On one side, Norwegian and others can continue to take RYR pilots. I was quite surprised to see how quickly many of my collegues jumped ship. Other airlines only have to offer marginally better contracts and they will have a steady supply of well trained and efficient operators.

On the other side there are the movements within the pilot group. Even if Ryanair wants to get everybody on solid set of T&C's they run the risk of industrial action, there are many frustrated pilots in Ryanair ready for 'revenge'. This is something Ryanair cannot afford especially this summer where it seems we will be under-staffed. It's not only pilots leaving, lots of cabincrew are fed up as well.

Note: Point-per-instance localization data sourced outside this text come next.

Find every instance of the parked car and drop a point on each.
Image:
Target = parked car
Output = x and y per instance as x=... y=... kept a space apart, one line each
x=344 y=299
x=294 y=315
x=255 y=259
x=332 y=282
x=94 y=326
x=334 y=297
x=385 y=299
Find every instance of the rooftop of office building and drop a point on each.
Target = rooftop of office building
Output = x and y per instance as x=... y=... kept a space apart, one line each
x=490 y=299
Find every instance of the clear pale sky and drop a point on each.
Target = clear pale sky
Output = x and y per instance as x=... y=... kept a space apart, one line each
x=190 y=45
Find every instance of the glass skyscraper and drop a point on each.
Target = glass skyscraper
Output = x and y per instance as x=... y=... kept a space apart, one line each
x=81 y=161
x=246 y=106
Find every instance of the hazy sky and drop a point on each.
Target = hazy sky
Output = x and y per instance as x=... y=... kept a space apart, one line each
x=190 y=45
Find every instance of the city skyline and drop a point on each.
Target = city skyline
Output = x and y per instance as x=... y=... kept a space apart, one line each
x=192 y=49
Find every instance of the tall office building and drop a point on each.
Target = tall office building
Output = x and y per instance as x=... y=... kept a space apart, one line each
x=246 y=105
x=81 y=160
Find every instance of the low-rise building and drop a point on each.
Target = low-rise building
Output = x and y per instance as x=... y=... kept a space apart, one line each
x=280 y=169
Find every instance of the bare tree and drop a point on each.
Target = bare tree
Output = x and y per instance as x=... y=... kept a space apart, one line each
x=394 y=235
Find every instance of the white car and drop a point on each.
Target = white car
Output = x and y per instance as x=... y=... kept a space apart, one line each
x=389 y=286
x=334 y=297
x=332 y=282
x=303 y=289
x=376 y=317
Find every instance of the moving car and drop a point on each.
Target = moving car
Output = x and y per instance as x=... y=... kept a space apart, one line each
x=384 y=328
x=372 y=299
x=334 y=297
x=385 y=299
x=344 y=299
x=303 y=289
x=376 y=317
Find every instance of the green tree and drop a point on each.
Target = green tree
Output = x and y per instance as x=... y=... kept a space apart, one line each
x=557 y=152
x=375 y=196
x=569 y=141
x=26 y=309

So Ryanair are in a position where they are damned either way. And yes, this situation is entirely of their own making. Traditionally they have choosen to buckle up and weather the storm, and I think that that is what they will do this time again. We have allready seen the soft approach with the basing issues. Maybe we will see some more of this but I don't see how this will be enough to keep people from leaving.

I don't have any numbers on how many pilots are leaving or have left. From what I see its mostly the experienced F/O's (>2500h) and the more experienced captains that are leaving. Rumour is that the IAA is getting concerned with the overall experience levels on the flightdeck and may impose rostering restrictions, which will further complicate this summer's schedules.